|
|
|
|
Mash TunThe mash tun is where the starches in the grain are converted to sugar to be fermented later by the yeast. In this system the mash tun takes the form of a 100 litre stainless steel vessel. I have made a slotted manifold from 22mm copper through which the wort exits the mash tun for recirculation or running into the copper. On the underside of the manifold are slots cut every 10mm with a hacksaw. Here's a photo of doughing in which is the process of mixing the grains with water heated to strike temperature. Strike temperature is dependant on the temperature of the grain and the thermal mass of the mash tun. Typically to get a mash temperature of 66°C I need the strike temperature to be 75°C. This temperature will vary from system to system depending on how well insulated the mash tun is. It's worth noting that the mash temperature remains very stable in my system even without the recirculation purely due to the thermal mass of such a large amount of grain. I can mash 15 kg + of grain and it will remain at 66°C for well over an hour even without insulation. Once I've doughed in I let the whole mash sit for a few minutes (typically 15 but sometimes an hour) before I commence recirculation. This pause allows the grain to take up the liquor and settle down into a stable mash bed so that, when I start the pump I don't suck grain into the recirculation system. Recirculation is carried out by pumping the wort from the mash tun, through the PID controlled heat exchanger and back through the return manifold. Here's a photo of the return manifold in action. This photo was taken after just a few minutes and already you can see the clarity of the wort.

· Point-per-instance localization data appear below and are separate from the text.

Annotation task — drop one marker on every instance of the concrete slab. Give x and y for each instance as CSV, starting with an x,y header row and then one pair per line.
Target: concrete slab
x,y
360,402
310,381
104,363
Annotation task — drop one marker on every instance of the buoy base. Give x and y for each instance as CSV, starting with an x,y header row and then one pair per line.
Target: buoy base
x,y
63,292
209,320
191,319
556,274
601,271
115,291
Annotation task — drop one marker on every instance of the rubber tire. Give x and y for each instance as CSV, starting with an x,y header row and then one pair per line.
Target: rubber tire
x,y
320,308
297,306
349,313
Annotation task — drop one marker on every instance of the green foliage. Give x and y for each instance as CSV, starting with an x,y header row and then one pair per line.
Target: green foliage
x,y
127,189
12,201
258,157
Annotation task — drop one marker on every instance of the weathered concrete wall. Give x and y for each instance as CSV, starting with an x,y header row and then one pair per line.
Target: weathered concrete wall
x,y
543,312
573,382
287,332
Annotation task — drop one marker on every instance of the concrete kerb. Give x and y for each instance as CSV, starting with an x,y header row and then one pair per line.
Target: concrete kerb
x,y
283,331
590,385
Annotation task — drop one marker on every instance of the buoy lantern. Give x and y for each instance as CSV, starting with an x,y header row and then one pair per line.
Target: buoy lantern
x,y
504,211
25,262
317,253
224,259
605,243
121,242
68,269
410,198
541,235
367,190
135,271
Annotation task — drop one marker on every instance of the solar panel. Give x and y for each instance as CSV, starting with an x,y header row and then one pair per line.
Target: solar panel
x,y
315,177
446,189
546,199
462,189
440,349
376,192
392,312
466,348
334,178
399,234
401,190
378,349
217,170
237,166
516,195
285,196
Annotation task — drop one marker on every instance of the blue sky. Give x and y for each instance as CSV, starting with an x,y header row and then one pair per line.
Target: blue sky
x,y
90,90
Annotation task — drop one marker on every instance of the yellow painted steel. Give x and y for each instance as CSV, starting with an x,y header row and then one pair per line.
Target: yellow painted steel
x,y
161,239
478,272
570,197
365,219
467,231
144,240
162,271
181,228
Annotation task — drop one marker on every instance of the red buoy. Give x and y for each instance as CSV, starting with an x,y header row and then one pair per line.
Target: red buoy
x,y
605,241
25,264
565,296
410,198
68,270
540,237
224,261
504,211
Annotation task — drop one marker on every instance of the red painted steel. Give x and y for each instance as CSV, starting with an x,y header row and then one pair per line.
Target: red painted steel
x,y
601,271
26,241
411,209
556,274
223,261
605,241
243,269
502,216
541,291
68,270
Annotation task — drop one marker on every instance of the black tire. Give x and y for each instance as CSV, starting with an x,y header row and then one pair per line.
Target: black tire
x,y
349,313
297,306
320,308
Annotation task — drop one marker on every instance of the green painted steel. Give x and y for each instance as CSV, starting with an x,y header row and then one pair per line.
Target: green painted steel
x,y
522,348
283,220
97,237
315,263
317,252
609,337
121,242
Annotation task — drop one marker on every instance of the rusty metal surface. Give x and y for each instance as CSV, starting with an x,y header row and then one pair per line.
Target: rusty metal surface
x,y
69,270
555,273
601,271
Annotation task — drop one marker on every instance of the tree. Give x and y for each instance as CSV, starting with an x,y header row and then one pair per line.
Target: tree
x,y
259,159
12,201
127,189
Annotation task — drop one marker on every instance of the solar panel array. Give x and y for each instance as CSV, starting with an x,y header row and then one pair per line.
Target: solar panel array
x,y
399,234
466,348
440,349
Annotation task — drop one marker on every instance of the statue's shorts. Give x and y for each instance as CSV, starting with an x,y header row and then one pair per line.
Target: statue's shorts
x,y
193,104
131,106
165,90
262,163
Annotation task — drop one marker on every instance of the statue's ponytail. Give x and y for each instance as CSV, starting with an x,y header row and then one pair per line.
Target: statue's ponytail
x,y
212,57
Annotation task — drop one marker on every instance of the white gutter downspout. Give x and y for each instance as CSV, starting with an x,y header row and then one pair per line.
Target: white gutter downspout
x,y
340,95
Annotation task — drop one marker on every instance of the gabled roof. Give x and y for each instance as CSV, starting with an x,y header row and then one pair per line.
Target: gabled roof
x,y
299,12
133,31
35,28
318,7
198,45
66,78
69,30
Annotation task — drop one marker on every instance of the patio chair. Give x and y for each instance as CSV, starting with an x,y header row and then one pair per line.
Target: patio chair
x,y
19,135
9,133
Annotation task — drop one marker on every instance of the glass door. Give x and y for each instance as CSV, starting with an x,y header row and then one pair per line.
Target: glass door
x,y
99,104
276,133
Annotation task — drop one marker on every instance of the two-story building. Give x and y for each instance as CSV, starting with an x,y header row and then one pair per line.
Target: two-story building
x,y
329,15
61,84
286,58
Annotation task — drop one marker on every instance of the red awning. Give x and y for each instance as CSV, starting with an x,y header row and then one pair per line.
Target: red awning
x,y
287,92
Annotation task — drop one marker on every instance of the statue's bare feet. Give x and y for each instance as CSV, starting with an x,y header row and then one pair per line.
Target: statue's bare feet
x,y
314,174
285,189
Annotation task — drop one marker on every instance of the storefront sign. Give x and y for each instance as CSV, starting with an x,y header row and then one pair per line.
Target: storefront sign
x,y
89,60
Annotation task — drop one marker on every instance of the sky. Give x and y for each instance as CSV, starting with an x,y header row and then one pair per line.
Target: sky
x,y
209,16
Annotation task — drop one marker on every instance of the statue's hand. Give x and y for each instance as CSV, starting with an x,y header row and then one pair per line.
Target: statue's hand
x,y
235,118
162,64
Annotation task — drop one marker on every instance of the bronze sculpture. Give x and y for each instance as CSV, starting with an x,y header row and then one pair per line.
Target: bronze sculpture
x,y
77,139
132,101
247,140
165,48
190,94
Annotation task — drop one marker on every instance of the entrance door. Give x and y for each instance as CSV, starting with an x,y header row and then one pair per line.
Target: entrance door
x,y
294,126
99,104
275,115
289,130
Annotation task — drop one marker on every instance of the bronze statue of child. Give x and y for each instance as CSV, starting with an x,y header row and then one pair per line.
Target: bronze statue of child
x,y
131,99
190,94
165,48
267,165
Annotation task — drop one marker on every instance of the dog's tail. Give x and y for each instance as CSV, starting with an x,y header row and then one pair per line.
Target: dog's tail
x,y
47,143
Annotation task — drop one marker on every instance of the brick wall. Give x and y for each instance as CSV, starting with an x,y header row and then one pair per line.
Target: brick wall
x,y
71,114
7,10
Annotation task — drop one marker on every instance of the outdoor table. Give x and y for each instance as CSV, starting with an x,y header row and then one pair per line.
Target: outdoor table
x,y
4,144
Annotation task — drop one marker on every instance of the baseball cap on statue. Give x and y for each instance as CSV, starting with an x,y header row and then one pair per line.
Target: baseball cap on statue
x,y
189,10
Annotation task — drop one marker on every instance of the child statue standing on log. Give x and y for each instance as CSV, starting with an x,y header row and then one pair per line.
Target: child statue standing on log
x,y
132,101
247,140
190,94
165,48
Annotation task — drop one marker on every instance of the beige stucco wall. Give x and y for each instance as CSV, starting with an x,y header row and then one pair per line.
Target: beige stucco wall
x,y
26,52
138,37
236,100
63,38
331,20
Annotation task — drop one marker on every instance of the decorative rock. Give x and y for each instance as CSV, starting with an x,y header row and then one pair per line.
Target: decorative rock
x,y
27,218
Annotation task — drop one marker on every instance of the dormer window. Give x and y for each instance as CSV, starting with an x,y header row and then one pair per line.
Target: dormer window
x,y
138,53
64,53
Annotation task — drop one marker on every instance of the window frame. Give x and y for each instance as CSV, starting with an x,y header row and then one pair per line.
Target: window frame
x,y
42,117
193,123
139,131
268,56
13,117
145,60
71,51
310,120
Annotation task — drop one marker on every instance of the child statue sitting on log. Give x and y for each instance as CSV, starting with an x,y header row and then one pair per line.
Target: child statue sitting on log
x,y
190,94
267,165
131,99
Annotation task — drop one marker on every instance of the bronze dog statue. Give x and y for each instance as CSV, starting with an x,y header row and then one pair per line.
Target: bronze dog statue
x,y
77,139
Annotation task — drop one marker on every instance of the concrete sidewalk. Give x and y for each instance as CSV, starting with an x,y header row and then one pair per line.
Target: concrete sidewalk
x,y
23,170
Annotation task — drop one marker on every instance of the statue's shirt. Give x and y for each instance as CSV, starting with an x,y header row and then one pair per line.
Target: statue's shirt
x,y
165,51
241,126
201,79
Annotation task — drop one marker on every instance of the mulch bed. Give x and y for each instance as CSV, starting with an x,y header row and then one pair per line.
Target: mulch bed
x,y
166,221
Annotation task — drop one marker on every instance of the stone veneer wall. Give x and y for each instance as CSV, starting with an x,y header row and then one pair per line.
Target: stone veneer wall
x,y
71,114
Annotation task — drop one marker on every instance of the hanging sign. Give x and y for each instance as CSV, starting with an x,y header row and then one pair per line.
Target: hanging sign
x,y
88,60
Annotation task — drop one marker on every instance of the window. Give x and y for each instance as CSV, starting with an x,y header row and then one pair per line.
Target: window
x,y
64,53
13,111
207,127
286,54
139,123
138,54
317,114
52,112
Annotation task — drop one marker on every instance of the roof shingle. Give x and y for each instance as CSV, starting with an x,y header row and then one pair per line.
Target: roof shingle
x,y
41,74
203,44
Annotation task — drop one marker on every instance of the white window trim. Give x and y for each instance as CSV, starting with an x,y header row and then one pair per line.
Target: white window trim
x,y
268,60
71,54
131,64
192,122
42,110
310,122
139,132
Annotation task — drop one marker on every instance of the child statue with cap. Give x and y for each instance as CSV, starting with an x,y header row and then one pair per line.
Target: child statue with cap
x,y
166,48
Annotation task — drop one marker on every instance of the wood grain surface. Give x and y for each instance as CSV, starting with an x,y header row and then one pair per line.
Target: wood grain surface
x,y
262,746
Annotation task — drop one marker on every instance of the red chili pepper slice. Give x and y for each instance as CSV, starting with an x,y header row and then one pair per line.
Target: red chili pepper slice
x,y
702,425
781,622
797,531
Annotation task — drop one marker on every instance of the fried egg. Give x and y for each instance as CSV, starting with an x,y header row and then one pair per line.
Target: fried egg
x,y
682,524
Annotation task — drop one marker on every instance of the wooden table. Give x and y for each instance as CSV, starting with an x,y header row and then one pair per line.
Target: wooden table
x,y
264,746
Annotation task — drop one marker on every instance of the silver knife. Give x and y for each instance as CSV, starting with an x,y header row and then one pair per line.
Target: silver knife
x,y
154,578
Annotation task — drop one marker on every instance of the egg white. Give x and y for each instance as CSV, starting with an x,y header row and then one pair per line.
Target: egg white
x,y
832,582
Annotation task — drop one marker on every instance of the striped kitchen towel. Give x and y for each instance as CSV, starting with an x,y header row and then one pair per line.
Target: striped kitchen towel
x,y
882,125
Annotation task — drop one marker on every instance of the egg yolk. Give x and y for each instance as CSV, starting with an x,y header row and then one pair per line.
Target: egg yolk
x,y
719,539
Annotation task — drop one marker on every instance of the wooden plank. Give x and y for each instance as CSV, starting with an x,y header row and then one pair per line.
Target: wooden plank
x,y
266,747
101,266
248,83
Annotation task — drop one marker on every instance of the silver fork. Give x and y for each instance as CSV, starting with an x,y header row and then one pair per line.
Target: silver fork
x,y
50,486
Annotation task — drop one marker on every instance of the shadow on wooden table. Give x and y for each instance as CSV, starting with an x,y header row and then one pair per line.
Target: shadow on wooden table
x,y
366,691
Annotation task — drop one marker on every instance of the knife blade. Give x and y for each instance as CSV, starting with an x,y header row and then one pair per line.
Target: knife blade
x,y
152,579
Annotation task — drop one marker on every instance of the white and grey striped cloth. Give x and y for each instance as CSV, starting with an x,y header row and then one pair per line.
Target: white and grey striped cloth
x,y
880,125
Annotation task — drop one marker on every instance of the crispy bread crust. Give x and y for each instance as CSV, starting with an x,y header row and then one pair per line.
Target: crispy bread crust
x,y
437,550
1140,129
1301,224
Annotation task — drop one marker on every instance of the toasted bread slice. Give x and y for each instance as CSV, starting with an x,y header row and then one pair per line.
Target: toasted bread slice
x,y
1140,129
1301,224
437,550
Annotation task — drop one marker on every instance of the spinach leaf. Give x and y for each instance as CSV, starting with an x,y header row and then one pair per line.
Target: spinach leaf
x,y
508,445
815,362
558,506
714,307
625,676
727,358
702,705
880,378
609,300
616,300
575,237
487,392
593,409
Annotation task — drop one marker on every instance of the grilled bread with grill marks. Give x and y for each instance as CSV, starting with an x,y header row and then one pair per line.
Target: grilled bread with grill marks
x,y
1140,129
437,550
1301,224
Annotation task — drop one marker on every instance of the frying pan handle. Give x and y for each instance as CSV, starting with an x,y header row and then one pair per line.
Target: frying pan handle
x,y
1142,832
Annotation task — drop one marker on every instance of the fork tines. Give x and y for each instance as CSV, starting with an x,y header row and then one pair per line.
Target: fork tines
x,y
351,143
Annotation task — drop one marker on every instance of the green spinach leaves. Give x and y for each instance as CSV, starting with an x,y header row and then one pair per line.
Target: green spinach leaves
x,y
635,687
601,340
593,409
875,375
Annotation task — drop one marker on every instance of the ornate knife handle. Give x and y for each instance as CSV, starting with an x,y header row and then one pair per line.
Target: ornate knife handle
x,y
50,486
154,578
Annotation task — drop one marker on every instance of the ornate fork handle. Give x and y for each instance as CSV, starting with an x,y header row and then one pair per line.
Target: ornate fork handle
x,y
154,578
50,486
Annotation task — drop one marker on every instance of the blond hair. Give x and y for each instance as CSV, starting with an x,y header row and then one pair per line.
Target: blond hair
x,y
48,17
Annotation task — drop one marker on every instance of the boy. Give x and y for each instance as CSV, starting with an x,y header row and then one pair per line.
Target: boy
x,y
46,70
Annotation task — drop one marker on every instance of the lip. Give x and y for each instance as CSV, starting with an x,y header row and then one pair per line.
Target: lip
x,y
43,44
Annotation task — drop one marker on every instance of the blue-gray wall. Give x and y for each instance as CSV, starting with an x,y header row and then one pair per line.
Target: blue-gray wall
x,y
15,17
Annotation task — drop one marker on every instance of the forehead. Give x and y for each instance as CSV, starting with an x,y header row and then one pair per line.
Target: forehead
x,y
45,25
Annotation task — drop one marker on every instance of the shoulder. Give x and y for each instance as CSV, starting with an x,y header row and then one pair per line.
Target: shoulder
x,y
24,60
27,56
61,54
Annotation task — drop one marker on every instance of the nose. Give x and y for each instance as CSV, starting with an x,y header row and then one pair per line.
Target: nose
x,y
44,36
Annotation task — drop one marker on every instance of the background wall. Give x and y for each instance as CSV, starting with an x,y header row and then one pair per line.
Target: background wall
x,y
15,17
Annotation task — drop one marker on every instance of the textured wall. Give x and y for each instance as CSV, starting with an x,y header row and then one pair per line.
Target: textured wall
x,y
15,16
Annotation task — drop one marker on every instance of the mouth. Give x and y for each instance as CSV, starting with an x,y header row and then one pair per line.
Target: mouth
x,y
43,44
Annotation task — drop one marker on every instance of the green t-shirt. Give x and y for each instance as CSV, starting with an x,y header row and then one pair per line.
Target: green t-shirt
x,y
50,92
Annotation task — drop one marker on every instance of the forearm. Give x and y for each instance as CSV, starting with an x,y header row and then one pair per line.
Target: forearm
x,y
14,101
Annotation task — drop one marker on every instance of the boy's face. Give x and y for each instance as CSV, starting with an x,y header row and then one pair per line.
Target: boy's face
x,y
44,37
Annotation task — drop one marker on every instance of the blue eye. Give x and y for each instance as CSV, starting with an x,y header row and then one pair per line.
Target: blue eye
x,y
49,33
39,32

After an hour or more of mashing all the starch is turned to sugar so it's time to start the sparge. Sparging is the process whereby the sugars are gently washed from the grainbed in the mash tun. There's a couple of ways you can do this; batch sparging or fly sparging. I choose to fly sparge which means that I sprinkle hot water on top of the grain bed whilst pumping the wort to the copper from the bottom of the mash tun. Batch sparging is achieved by effectively mashing twice and running off the wort completely each time. There are benefits to each method of sparging; batch sparging lessens the probability of extracting tannins due to the fact that the pH remains lower than when fly sparging but fly sparging is more likely to give you a better quality of wort due to the ability to cease sparging earlier. I'm sure the batch spargers out there will dispute that statement but this is my page so I'll write it how I find it!
So at this point I have collected about 60+ litres of sweet wort. Sweet because it has no hops in it. It still isn't beer though. I still need to boil the wort to sterilise it, precipitate out the proteins that could cause the beer to be cloudy and also I will add the hops to give it more flavour.